TGS İstanbul Şubesi, Cumartesi AnneleriGalatasaray Meydanı’nda gerçekleştirmek istediği eylemi haberleştiren gazetecilere yönelik polis engellemelerini ve şiddeti bildirdi.
“Gazetecilerin Haber Verme Hakkı, Halkın Bilgi Edinme Hakkı İhlal Ediliyor”
TGS İstanbul Şubesi tarafından hazırlanan raporda şunlar yer aldı:
“İstanbul’da Galatasaray Meydanı’nda 1995 yılından bu yana gözaltında kaybolan yakınlarının akıbetini sormak için barışçıl bir şekilde bir araya gelen Cumartesi Anneleri/İnsanları, 25 Ağustos 2018’deki 700’üncü hafta toplantısından bu yana engellendi. Kaybolanların dışarı çıkıp basın açıklamasını okumasına izin verilmiyor.
Tüm süreç boyunca gazetecilerin haber yapma hakkı, kamuoyunun haber alma hakkı ihlal ediliyor. 14 Ekim Cumartesi günü polis, Cumartesi Anneleri’nin saat 12.00’deki hareket saatinden en az bir saat önce Oda Kule binasının bulunduğu alanı Ağa Camisi’nden neredeyse ablukaya aldı. Abluka altındaki bölgedeki her sokak köşesinde üç gözaltı otobüsü ve birkaç düzine polis memuru bulunuyordu. Saat 12.00’de sokak herkese kapatıldı. Polisler, ellerinde kalkanlarla, meydanın her iki yanında iki sıra halinde konuşlanmıştı. Böylece basının Cumartesi Anneleri ve avukatlarını gözaltına alması tamamen engellendi.

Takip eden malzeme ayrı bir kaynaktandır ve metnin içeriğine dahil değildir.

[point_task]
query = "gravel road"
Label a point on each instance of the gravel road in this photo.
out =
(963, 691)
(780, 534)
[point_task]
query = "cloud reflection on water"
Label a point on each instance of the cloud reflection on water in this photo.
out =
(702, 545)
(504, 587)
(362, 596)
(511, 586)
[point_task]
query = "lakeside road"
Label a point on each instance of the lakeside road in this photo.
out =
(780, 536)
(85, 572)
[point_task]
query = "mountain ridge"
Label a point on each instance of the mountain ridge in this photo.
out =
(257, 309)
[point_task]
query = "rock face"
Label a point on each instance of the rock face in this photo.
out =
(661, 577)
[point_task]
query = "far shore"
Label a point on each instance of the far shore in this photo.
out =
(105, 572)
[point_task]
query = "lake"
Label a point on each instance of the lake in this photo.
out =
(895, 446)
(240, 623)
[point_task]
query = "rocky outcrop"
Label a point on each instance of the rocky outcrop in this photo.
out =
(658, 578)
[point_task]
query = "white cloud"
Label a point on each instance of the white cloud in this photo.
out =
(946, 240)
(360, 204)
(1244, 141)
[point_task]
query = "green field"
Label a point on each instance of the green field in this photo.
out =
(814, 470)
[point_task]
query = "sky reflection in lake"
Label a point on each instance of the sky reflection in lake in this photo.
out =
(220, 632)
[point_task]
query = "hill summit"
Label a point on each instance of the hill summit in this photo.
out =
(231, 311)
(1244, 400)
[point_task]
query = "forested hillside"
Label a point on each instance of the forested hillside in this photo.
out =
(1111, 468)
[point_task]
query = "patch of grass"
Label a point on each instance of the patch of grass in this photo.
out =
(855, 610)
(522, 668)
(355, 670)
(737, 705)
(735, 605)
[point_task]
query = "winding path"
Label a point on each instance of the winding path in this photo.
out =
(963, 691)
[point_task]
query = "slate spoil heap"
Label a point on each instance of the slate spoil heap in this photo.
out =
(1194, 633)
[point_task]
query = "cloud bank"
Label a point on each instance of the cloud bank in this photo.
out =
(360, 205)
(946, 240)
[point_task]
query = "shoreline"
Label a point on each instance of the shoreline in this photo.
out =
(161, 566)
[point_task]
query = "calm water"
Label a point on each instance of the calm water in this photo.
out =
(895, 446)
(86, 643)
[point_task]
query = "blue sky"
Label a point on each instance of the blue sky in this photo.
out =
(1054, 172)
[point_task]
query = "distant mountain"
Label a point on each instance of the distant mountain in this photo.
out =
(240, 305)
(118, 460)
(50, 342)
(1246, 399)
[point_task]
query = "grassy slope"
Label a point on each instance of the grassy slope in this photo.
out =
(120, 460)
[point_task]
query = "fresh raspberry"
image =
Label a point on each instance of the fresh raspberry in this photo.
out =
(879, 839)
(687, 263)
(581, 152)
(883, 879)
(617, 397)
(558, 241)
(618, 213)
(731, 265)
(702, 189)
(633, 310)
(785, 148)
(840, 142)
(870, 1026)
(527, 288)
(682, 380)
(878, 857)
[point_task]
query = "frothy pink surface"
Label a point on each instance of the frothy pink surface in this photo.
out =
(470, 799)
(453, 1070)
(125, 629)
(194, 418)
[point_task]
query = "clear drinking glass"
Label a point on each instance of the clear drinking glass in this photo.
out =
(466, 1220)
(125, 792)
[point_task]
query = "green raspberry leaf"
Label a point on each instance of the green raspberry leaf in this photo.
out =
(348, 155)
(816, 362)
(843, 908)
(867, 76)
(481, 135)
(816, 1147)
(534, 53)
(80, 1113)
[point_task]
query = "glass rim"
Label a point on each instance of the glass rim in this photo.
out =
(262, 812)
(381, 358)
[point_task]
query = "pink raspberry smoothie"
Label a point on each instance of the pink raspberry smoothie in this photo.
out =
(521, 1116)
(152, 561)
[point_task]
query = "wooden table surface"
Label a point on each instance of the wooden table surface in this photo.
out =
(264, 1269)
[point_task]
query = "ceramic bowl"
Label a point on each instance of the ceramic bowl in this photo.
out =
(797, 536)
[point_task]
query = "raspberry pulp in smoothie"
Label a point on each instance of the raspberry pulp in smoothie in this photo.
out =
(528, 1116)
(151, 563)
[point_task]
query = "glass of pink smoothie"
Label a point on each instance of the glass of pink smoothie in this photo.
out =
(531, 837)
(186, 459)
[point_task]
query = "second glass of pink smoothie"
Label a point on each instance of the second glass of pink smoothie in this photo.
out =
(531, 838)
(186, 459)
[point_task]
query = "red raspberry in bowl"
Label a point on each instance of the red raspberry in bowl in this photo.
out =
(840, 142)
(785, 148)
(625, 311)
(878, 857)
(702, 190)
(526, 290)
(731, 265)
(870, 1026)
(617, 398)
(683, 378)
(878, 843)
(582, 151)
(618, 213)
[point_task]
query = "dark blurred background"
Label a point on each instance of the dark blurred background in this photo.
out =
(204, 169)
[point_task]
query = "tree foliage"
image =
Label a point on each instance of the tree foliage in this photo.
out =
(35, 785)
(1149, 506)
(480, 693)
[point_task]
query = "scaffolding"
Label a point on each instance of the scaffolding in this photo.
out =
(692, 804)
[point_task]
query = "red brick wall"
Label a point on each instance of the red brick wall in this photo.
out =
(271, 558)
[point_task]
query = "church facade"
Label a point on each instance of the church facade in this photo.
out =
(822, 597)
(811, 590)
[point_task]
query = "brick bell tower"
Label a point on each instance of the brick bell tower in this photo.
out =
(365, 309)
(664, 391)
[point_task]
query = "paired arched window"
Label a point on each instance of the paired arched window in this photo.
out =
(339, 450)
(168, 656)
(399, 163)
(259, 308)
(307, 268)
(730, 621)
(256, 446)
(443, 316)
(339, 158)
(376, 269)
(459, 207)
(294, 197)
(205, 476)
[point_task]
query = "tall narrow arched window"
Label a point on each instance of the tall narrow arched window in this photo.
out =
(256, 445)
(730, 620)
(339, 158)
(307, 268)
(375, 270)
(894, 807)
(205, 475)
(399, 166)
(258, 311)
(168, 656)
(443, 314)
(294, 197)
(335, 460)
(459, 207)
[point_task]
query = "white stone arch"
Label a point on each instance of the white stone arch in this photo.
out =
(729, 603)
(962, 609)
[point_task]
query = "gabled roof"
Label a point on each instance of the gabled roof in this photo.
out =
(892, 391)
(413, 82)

Yaklaşık 200 Kalkan polisi, annelerin gözaltına alındığı anı basın mensuplarının görüntüleyip tanıklık etmesini imkansız hale getirdi.
“ORANTISIZ ŞİDDET KULLANMANIZ GERÇEKLERİ DEĞİŞTİRMEZ”
Biz gazeteciler, İstanbul Valiliği’ne ve İçişleri Bakanlığı’na sesleniyoruz: Cumartesi Anneleri eyleminin öznesi değiliz. Anneler, babalar, eşler kayıplarını orada arıyor. Orantısız şiddet kullanmanız veya biz gazetecileri emre göre ‘hafifçe iterek’ engellemeniz, bilgi alma özgürlüğünü engellediğiniz gerçeğini değiştirmez. Sorun gazetecilerin ifade vermesinin ve halkın bilgi alma özgürlüğünün engellenmesidir. “Bu uygulamaya derhal son vermenizi ve gazetecilerin Cumartesi Anneleri’nin hareketlerini özgürce izlemesini talep ediyoruz.”